Pero también es la historia del afán del suburbano madrileño por reducir su dependencia de la energía, para convertir este medio de transporte en lo más sostenible y eficiente posible. Los ingenieros de Metro diseñaron en sus primeros años de vida un sistema que les permitiera ser autónomos energéticamente y no sufrir los problemas de suministro eléctrico que afectaban a Madrid como consecuencia de las sequías.
El sistema de electrificación hace posible el transporte de la energía desde los centros de tracción a los trenes
En la actualidad, el esfuerzo sigue estando dirigido a esa ansiada autonomía mientras se diseñan medidas para reducir el consumo energético a través de la innovación. Para Metro de Madrid, la gran meta a alcanzar en el siglo XXI es lograr un uso sostenible de la energía. Ya no solo hay que mover el mundo y sus trenes, sino hacerlo de forma responsable para garantizar el futuro de todos.
Nave de Motores de Pacífico
El 17 de octubre de 1919, Alfonso XIII inauguró en la estación de Cuatro Caminos el primer tramo de lo que hoy es Metro de Madrid. La línea Norte-Sur de la Compañía del Metropolitano Alfonso XIII, como se denominaba entonces, tenía una longitud de cuatro kilómetros y contaba con ocho estaciones: Sol, Red de San Luis (actual Gran Vía), Tribunal, Bilbao, Chamberí (actualmente cerrada), Iglesia, Ríos Rosas y Cuatro Caminos. La apertura al público tuvo lugar el 31 de octubre, con 56.200 usuarios en esa primera jornada.
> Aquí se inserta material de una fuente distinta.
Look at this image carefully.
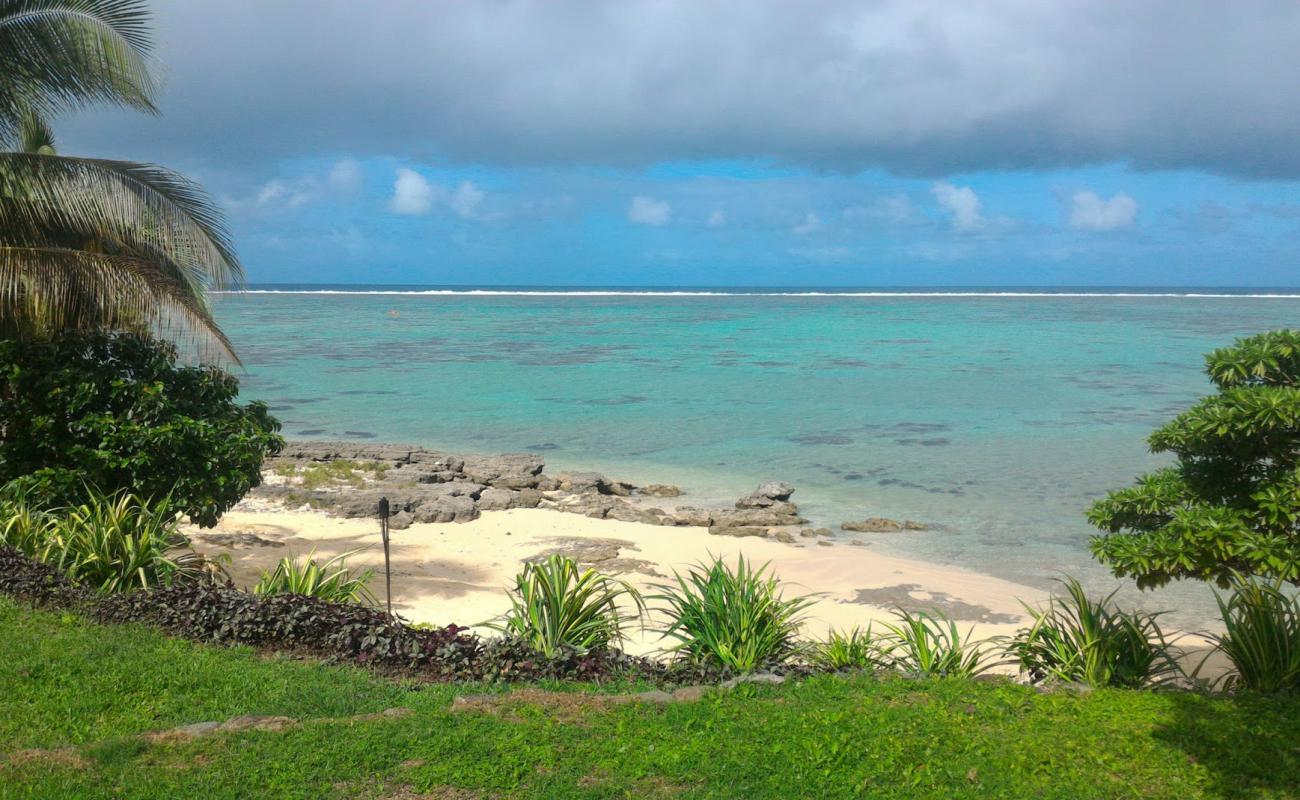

El ferrocarril metropolitano se volvió imprescindible para una ciudad que aumentaba su población cada día. Pronto se empezó a pensar en ampliaciones que llevaran la red de Metro a otros puntos de la ciudad. La línea 1 se extendió primero hasta Atocha y más tarde hasta Vallecas, mientras el proyecto de la línea 2 empezaba a ser una realidad. Sin embargo, la mayor parte de la energía que abastecía Madrid en la época procedía del agua, de la hidroelectricidad. Y las sequías que afectaban a la región en los primeros años de la puesta en marcha de Metro empezaron a generar problemas de suministro eléctrico que dificultaban el servicio diario de trenes y ponían en riesgo la ampliación del trazado.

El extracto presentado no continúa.